Baltimore police had made no arrests as of yesterday and would not identify the 4-year-old, saying he was a witness to a serious crime. Police said a 26-year-old man who also was wounded in the shooting may have been the target. He was struck in the lower back and is being treated at Johns Hopkins, Monroe said.

But it was the boy -- who police say was visiting friends on the block with his mother -- whom neighbors were talking about yesterday.

"He wasn't really crying," said Walisa Lawrence, 18, who was baby-sitting cousins with Sanders. "It was like he was in shock."

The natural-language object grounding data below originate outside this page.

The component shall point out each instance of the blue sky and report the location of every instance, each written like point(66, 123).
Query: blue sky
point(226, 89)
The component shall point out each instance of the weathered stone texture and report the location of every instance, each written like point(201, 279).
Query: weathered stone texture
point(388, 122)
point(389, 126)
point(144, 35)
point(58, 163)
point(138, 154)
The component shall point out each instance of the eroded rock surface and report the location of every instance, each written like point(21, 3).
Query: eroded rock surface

"He was watching another kid fix a bike," said John Saffell, 71, a retired bricklayer and one of the few remaining homeowners on the block. Most other residents said they are renters. A number of rowhouses on the block are vacant.

None of the residents who spoke with The Sun knew the boy's name.

Sanders said the child's mother came looking for him a few minutes after shots rang out. By then, a man had grabbed the wounded child to take him to get help.

"She kept asking me, `Was that my child?'" Sanders said of the mother, who later found her son.

Saffell said he watched as she rocked the injured child in her arms. "She sat and cradled the boy," he said.

A helicopter news crew later captured video of a paramedic rushing the boy up the narrow street to a waiting ambulance.

Rose Street residents said the street has become a haunt for drug dealers, and that it can be unsafe to linger outdoors.

Saffell said that there have been at least two shootings on the block in recent years. He said a young man was killed in front of his house and another man was injured.

"I gotta get out of this neighborhood," he said, minutes before his daughter came to take him to her home in Baltimore County.

Coriless Jones, 48, who works for the Rose Street Community Center, a nonprofit group that is trying to help residents, said that crime in the neighborhood is getting worse.

"It's bad around here," she said. "The drugs are bad, the shooting is getting terrible. It gets worse every year."